The processToken() function will run two comparisons to check if the input tuple (token, filename) already exists within the data structures. It must first check the TokenList sortedNlist to see if a Token struct has already been instantiated for the input. If so, it will check the fileRecord sortedNlist of that token to see if this file has already had an instance of this token. If so, it will increment the frequency and resort. The runtime of this function will depend largely on the current size of the data structures. Therefore, this runtime will scale with the number of unique tokens and the number of files in the input. The runtime is O(tf) where t is the number of unique tokens and f is the number of files. Worst case, there are unique tokens in every file.

Once the data structure is created, a simple function, writeFile(), will output the data structure to the output file in JSON format. This is O(tf) time as well since every token of every file needs to be visited.

Therefore, as the directory navigation and file parsing is as efficient as possible ( O(n) where n is the number of files to explore), the runtime of my program will largely depend on the number of unique tokens and the number of files. O(tf).


Testcase directory

The following testcases (represented above) attempt to challenge my programs functioanlity in a slightly different way. Each testcase is a top directory denoted by testing0x.


Directory sweeping

Testing01 contains 2 directories and 1 nested subdirectory within the first. There are text files at all levels of navigation (high level, dir1/, dir1/dir2/, and dir3/ ). This test case is largely meant to test my programs ability to recursively sweep directories and visit all files at all levels.


Frequency counting


Testing02 contains just two text files, each of which contain some duplicate words. This test attempts to test the sorting ability of the nested sortedNlists. The image below shows the output file from this test. Tokens are properly organized alphabetically. RecordLists are properly organized by frequency and then alphabetically by file path. This is further tested by the following test cases as well.


Empty nested directories

This test case exercises the simple case in which there are no files with any tokens. The directories are properly swept.
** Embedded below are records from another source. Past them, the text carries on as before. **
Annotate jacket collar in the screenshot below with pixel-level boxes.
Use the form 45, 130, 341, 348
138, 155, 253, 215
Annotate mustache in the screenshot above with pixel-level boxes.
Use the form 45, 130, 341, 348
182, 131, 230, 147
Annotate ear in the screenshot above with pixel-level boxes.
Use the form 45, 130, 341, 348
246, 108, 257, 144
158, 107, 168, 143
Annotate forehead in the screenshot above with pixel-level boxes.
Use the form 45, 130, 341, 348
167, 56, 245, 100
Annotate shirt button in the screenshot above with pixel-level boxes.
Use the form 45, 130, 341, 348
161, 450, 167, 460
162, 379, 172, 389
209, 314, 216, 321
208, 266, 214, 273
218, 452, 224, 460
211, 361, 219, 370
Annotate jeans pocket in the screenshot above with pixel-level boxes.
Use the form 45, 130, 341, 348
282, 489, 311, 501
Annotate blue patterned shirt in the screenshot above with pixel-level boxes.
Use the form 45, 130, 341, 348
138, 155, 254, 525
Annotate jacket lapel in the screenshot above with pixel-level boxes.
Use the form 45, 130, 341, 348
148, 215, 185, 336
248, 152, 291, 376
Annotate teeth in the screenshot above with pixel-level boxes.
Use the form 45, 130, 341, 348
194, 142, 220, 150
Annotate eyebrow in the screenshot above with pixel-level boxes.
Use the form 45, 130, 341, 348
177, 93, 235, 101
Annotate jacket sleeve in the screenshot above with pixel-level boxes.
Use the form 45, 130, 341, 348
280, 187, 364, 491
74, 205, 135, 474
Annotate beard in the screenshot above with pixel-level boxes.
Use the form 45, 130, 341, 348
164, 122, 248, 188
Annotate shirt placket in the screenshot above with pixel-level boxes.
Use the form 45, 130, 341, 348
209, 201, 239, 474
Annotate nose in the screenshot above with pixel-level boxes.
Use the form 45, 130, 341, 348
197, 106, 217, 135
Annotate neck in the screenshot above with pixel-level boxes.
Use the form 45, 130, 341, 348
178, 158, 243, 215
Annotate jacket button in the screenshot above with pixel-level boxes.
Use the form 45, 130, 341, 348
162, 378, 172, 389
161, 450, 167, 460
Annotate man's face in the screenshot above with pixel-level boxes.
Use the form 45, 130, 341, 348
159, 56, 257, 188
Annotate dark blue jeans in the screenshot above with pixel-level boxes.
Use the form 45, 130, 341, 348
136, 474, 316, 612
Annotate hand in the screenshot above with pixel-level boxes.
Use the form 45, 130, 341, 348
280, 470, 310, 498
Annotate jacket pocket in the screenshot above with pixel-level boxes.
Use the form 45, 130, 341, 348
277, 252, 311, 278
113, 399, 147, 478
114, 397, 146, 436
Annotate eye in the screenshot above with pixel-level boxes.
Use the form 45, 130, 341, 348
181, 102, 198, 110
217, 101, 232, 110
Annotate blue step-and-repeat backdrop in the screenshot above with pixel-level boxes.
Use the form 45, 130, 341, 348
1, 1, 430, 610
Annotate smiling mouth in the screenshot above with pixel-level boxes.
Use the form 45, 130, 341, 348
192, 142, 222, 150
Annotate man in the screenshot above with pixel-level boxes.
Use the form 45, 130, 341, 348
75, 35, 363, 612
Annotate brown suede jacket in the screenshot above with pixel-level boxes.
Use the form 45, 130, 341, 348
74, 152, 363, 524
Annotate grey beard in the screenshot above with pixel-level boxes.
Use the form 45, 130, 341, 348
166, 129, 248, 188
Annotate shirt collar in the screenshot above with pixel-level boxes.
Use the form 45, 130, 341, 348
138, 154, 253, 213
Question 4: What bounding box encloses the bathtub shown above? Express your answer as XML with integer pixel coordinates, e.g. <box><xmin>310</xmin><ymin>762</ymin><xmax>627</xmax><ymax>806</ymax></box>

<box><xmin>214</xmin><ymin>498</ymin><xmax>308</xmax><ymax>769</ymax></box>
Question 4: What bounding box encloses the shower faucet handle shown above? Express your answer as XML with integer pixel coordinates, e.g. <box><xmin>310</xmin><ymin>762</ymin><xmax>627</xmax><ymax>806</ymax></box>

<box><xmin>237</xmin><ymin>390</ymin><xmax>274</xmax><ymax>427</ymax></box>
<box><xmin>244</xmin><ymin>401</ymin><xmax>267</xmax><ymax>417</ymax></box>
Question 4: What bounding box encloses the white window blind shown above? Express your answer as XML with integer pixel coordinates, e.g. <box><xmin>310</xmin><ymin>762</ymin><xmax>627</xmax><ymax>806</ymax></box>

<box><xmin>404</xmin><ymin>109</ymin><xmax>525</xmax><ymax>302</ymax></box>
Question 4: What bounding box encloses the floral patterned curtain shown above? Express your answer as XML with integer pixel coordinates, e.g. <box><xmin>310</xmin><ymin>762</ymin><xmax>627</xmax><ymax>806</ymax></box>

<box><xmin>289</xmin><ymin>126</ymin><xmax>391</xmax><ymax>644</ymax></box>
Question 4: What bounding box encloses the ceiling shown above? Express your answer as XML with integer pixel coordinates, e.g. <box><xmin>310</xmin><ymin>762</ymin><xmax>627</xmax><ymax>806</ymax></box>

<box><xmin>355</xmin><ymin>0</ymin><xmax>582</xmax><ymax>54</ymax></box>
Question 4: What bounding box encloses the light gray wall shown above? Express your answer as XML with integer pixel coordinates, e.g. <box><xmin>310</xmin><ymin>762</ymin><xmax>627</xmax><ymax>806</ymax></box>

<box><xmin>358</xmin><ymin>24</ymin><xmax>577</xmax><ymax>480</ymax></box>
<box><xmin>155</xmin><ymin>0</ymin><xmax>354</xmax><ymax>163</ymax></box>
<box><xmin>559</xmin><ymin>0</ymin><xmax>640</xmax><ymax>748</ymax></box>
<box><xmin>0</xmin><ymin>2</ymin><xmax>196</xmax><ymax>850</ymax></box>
When the TokenList structure is empty at time of file writing, the program will safety exit with a short prompt claiming that there are no tokens to index.


Empty text files

This test case is similar to test case 3. The high level file contains empty text files. The program will follow an execution, just as test case 3, and exit normally with a prompt saying there are no tokens to index.


Unfamiliar file types

The high level directory contains one normal text file, name heyya.txt. Additionally, it contains a directory of two executable files. The program will attempt to parse through these files normally and detect any string of valid tokens. The resulting output text file is as expected.


Regular large test

This test case is a large directory with many text files. This test is meant to test the full functionality of the program. The following two images show the proper sorting of recordLists by first frequency and then alphabetically by file name.




Input is a text file

Lastly, this test case shows proper execution of my program when the input is a text file. My program properly recognizes that the input is not a directory and will execute normally.

./index output.txt svu.txt